Se a reação à morte de João Pedro tivesse sido contundente, com ações que ousassem pensar em mudanças profundas no que se costuma chamar de Política de Segurança Pública, talvez não tivéssemos a Chacina do Jacarezinho, no mesmo mês do ano seguinte. E mais uma vez, das inúmeras que ouvi ao longo de uma vida inteira, perguntamos: até quando o povo preto, pobre, marginalizado nas favelas e subúrbios desse Rio de Janeiro será tratado como perigo potencial e digno de ser massacrado em seu próprio território? Que “Política” de Segurança é essa que elege como seus alvos os mais vulneráveis, os define como criminosos antes mesmo de saber quem são e o que fazem, e marca um alvo nessas pessoas pela cor de sua pele? Que nossa sociedade é racista, classista e construída em cima de uma maldita herança escravocrata nós já sabemos, mas isto nunca reduzirá minha indignação ao ler e ouvir notícias como esta. Como dormir tranquilamente sabendo que famílias como a minha estão limpando o sangue dos seus de suas casas e vielas? Também sabendo que, do outro lado dessa moeda, uma outra família igualmente chora pela perda da outra peça necessária nessa guerra sem fim – o policial que leva a opressão e cumpre o papel de executor dessa política sangrenta, onde matar é o único planejamento... e se o executor também morrer, estará apenas cumprindo seu dever. Infelizmente para todos nós, de ambos os lados há várias ‘peças’ aguardando para fazer a substituição.

A insegurança alimentar – mostrada à exaustão por fotos e vídeos onde pessoas, em sua maioria mulheres pretas, disputam restos de comida em sarjetas e caçambas de lixo – deveria ser considerada uma endemia paralela. Para além das questões sanitárias envolvidas, o que se coloca é uma outra fotografia: com os já precários postos de trabalho extintos, redução da quantidade de trabalhos informais, aumento na quantidade de pessoas vivendo sob a mesma renda formal, vêm junto a redução do poder de compra do mais elementar à subsistência humana. Muitas pessoas neste país passam fome, o salário-mínimo mal paga o básico, e é sabido que, apesar do salto qualitativo que houve no país até o final da primeira década deste século, houve retrocessos nos últimos anos e ainda estamos muito longe nos aproximarmos de um estágio amplo de segurança alimentar.

Resultados: Estes escritos são reflexões, onde depositei minhas percepções, angústias, e se tornaram um espaço que encontrei para uma reflexão e reafirmação de minhas convicções enquanto mulher, preta, acadêmica, trabalhadora da Saúde.

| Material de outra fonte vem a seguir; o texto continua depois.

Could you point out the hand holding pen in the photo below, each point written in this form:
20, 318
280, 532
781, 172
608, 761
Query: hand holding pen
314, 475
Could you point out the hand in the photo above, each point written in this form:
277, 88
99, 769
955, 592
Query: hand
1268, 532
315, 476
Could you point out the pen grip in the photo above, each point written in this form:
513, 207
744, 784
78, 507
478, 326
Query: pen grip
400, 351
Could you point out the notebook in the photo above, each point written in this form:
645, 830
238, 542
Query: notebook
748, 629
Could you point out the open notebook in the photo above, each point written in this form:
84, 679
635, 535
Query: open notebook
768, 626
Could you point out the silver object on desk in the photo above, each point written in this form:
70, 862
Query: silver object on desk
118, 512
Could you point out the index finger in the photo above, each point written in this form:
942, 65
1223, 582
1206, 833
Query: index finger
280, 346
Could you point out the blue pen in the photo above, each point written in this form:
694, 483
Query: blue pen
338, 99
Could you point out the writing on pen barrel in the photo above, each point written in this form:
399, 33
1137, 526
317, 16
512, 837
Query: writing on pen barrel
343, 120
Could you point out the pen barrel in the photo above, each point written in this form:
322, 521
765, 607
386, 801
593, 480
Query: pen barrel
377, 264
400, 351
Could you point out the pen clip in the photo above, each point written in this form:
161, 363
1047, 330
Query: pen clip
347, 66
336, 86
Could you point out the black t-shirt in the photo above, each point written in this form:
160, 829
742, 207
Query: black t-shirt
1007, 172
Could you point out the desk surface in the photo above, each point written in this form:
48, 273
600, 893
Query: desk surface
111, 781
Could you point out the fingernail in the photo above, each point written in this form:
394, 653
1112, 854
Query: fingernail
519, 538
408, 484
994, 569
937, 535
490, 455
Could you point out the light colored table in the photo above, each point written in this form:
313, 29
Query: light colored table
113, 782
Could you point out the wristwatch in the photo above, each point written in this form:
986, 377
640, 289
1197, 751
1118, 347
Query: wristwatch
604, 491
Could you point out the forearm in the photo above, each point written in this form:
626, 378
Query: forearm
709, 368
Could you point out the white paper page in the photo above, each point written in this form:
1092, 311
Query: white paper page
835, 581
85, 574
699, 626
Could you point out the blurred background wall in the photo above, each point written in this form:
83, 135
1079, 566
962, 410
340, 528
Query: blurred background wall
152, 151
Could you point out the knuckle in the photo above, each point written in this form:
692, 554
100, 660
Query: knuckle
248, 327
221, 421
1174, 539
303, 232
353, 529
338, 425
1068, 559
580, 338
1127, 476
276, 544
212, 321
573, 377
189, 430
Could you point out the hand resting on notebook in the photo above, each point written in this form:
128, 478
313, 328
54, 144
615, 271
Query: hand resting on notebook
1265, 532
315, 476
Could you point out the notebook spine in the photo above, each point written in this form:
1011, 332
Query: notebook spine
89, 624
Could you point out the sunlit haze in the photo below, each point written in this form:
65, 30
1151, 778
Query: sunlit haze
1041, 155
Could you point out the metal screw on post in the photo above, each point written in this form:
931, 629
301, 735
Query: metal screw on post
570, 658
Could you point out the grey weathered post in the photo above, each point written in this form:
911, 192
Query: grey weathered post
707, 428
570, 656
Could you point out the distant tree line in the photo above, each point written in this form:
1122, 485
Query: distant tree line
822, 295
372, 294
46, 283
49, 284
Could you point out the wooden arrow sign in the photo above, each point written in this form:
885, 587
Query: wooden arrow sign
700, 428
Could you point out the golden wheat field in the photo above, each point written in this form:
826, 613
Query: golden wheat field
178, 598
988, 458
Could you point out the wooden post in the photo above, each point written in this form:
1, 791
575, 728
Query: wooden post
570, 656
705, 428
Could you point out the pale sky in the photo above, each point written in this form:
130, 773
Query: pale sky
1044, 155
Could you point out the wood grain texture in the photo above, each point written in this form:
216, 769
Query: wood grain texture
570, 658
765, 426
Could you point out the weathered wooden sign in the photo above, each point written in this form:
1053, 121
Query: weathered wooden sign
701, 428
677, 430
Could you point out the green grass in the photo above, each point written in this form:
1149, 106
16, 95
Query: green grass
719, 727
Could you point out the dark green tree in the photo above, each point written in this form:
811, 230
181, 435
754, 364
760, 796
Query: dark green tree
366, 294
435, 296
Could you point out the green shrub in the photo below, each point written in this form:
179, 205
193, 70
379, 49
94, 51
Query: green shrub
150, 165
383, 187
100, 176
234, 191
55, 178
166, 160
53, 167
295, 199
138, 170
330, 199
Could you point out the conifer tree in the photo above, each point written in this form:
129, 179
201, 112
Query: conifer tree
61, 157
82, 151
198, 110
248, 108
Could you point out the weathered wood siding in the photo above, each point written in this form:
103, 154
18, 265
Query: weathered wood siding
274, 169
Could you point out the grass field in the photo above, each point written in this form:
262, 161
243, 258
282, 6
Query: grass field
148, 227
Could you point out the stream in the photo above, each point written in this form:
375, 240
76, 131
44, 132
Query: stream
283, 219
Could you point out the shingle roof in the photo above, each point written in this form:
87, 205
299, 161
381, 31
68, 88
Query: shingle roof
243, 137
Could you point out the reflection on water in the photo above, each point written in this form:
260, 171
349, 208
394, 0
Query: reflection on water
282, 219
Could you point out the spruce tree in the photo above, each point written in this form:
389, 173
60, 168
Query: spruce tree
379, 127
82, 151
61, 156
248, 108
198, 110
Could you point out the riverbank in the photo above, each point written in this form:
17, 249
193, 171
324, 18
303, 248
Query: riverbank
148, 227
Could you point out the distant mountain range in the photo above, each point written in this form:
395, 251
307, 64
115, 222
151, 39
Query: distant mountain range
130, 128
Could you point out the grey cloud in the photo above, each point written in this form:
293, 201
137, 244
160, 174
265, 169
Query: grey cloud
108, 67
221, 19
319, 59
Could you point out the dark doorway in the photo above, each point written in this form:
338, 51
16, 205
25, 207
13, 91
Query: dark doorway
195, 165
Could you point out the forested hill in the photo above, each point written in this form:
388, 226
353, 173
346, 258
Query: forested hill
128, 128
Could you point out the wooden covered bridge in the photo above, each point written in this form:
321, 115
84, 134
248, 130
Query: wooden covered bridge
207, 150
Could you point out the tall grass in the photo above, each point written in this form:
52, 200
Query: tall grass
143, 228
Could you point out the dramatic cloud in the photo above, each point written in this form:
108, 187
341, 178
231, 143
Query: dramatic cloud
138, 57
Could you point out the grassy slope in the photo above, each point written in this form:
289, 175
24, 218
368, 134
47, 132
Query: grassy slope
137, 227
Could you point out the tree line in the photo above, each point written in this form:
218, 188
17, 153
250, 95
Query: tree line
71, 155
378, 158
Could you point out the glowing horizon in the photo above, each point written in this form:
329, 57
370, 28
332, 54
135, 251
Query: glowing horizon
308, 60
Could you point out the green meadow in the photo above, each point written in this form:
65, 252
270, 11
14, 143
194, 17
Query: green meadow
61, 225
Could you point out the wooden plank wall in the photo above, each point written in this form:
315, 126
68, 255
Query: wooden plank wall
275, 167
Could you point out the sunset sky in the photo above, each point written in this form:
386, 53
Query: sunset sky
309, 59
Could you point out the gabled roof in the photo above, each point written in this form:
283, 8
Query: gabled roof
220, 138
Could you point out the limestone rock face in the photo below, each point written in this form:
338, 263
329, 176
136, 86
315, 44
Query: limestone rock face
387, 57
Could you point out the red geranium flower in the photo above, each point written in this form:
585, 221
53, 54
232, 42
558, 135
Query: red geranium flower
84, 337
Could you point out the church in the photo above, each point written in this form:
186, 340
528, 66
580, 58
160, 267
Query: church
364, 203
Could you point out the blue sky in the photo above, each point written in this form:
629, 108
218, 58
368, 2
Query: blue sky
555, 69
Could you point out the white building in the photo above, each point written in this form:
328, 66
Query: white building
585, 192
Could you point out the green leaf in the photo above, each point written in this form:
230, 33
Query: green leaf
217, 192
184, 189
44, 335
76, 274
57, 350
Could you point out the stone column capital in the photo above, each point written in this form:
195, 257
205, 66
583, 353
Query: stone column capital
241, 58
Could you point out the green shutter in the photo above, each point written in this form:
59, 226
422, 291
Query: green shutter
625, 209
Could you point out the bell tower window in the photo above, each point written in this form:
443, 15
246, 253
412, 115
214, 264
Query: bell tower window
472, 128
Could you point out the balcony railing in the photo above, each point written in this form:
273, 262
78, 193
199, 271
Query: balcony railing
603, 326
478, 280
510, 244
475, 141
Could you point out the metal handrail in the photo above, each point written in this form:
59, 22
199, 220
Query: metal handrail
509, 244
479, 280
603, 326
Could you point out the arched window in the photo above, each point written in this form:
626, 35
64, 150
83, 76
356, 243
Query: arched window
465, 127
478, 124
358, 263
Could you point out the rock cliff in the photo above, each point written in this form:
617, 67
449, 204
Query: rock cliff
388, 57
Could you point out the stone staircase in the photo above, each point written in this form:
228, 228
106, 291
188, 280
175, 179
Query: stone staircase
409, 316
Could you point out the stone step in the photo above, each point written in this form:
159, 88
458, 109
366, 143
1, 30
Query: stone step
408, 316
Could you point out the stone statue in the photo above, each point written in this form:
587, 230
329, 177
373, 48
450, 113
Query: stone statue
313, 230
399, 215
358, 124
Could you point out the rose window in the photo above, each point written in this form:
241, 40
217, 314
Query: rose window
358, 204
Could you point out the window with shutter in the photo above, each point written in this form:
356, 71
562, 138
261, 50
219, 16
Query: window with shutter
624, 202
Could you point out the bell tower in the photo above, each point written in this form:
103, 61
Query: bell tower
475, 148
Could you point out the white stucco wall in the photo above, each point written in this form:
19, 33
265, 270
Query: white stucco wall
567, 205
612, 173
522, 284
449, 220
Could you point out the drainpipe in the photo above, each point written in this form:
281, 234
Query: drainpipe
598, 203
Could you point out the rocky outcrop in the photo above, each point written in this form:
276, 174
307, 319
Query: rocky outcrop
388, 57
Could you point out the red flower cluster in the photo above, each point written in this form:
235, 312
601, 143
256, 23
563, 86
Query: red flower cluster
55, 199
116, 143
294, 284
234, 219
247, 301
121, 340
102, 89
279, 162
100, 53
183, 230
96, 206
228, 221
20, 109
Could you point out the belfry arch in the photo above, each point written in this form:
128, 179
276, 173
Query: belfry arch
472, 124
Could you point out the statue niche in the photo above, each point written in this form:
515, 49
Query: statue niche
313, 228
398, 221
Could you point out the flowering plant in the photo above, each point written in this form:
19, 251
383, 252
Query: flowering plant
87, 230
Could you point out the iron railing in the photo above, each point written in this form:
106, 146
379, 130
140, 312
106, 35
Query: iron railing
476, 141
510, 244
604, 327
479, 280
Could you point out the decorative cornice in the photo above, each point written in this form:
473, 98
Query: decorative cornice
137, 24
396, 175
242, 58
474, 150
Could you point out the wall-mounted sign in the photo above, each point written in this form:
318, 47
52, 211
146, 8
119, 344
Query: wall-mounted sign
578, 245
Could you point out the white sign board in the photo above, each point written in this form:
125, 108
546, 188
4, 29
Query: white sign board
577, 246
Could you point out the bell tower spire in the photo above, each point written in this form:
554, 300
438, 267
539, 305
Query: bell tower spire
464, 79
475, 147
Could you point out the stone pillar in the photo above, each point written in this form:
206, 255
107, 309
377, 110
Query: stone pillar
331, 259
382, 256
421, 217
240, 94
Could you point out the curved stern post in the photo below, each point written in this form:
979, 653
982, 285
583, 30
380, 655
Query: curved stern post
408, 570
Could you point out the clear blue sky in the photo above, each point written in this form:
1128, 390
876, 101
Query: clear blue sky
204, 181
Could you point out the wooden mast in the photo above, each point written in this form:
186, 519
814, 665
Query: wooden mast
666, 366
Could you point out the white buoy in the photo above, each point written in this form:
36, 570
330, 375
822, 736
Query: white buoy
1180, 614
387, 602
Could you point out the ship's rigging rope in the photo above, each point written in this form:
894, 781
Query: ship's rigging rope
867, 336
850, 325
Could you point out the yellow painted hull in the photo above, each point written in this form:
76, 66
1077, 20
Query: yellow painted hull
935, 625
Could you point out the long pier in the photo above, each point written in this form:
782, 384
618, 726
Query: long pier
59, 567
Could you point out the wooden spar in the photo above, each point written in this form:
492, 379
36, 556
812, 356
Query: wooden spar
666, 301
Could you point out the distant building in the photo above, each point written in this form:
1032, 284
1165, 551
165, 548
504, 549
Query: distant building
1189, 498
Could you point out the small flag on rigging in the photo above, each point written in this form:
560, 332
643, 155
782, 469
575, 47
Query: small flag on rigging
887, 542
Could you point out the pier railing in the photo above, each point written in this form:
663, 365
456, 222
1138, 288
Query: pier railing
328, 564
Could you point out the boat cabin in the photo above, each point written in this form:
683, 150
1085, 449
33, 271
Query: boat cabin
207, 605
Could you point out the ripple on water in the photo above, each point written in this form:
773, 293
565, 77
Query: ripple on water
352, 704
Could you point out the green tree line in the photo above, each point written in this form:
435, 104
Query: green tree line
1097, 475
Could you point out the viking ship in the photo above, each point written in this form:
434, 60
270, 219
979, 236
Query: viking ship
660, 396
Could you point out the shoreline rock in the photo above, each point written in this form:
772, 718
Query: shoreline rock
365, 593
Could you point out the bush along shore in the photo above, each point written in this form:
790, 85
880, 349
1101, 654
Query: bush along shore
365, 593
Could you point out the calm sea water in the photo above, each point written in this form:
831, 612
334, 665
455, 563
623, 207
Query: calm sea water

Me ajudam a me posicionar enquanto ser social inserido numa sociedade classista, racista, misógina, ser este que luta para que, através de sua inserção nessa sociedade, consiga levar um sopro de pensamento crítico por onde possa passar. Os três casos foram escolhidos de forma aleatória, porém entre os que mais me marcaram durante o período, e uso para suas leituras o viés crítico e interseccional que imprimo para minhas análises cotidianas.

Considerações finais: Tenho comigo que as nossas são um poderoso catalisador de análises e, por despertarem reflexões, lembranças e questionamentos, através delas podemos repensar o passado, nos situarmos no presente e trabalhar para que o que não foi bom não se repita no futuro. Com o recurso de somar excertos, imagens e notícias, acredito conseguir apresentar uma visualização, dentre as muitas possíveis, bem concisa e reflexiva do que foi este período para a minha trajetória e construção pessoal, profissional e acadêmica.